YENİ ALDIĞIM Konteynerin karnının yarıldığını görünce, dur bakalım, durum ne olacak diye beklemeye başladım. 10-15 gün sonra tekerlek yerinden çıktı, mili yamulmuştu! Durumu görünce: Yazmamak için zorlandım! Çünkü gidip durumu anlatayım belki ilgilenir diye şube müdürüne başvurdum. Şube müdürünün verdiği yanıt dikkate değerdi!!! Cevabı:
"Arkadaşları uyarayım!" oldu. Bravo. Sayın merkez ilçe belediyesinin, Temizlik işleri Müdürü! Arkadaşlarınız herhalde uykuda olduğu için, önceden uyaramamışsınız? Tekerlek yerinden çıkıp, mil yamulunca uyarmayı düşünüyorsunuz! "Aman bırakın sayın müdürüm, zahmet etmeyin, uyarırsanız diğer tekerleğide kaybederiz, aman aman bırakın rahatsız olmasınlar!"

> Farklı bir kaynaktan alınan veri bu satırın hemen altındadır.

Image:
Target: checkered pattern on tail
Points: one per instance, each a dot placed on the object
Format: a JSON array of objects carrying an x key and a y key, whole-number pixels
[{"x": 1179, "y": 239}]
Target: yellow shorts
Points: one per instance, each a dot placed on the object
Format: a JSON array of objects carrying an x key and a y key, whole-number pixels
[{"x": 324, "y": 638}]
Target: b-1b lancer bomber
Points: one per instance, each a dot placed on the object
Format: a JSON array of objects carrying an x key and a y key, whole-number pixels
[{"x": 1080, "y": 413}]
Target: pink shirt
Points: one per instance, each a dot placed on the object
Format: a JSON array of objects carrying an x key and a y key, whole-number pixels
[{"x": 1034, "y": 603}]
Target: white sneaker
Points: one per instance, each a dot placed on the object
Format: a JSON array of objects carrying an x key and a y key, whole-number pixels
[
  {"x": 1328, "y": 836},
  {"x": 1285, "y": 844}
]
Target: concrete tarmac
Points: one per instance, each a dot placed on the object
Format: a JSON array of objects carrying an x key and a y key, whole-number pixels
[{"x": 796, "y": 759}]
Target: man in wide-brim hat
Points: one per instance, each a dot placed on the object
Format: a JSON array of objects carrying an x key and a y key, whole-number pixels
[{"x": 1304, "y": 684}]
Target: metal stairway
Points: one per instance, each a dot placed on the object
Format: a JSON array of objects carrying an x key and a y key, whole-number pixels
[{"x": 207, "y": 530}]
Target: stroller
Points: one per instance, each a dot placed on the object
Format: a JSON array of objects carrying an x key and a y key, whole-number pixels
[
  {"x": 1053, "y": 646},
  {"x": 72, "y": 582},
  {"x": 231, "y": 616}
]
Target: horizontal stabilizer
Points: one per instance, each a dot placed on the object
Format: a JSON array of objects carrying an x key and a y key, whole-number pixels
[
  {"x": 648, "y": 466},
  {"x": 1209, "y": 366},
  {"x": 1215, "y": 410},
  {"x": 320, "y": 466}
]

MERKEZ İLÇE BELEDİYE BAŞKANLIĞINDAN, istemim: Apartmana ait konteynerin ya onarımının gerçekleştirilmesi, ya da, -Delinatör- lerde olduğu ve görüldüğü gibi, kabın yıprananın yerine yenisi alınarak apartmana teslim edilmesidir. Çünkü vergisini veren yurttaşa, defalarca konteyner aldırılmaz! Aldırılırsa bunun adı: Haksızlık olur.
BU OLDUKÇA BASİT durum, ahalinin genelini ilgilendirdiği için, Sayın Başkana hitaben iki satır yazmanın yerinde olacağını düşündüm ve bilgilendirmeyi uygun buldum. Hiç olmazsa, belki şube müdürünü çağırıp: ".bu, çöp toplamadaki ortaya çıkan ve yurttaşı mağdur eden yanlışlığın, bedelini bana ödetiyorsunuz!" Diye bir görüşme yapacağının hayalini kurdum, dolayısı ile yazmayı yeğledim. Sayın Müdürümüz olayı tek yönlü anlatmaya yönelebilir: "Evsel atık konteyneri alınırken, yurttaşın ucuzunu tercih ettiğini, böylece çabuk yıprandığını söyleyebilir! Hatta bence haklıda olabilir. O zaman yapılacak olan: Belediye'nin ödediğimiz vergilerden, konteynerin; iyisini, sağlamanı ve dayanıklısını almanın yolunu seçsin ki: (UNESCO'nun Dünya mirası listesine girelim, şehrimiz bu amaçtan olumlu sonuç alırsa kazanan: İlçemiz olacaktır.) Kırıp döktüğü evsel konteyneri yerine yenisini yurttaşa versin. Hiç olmazsa mal belediyenin olur ve böylece, sahiplenilen mal daha dikkatli atılır tutulur(!)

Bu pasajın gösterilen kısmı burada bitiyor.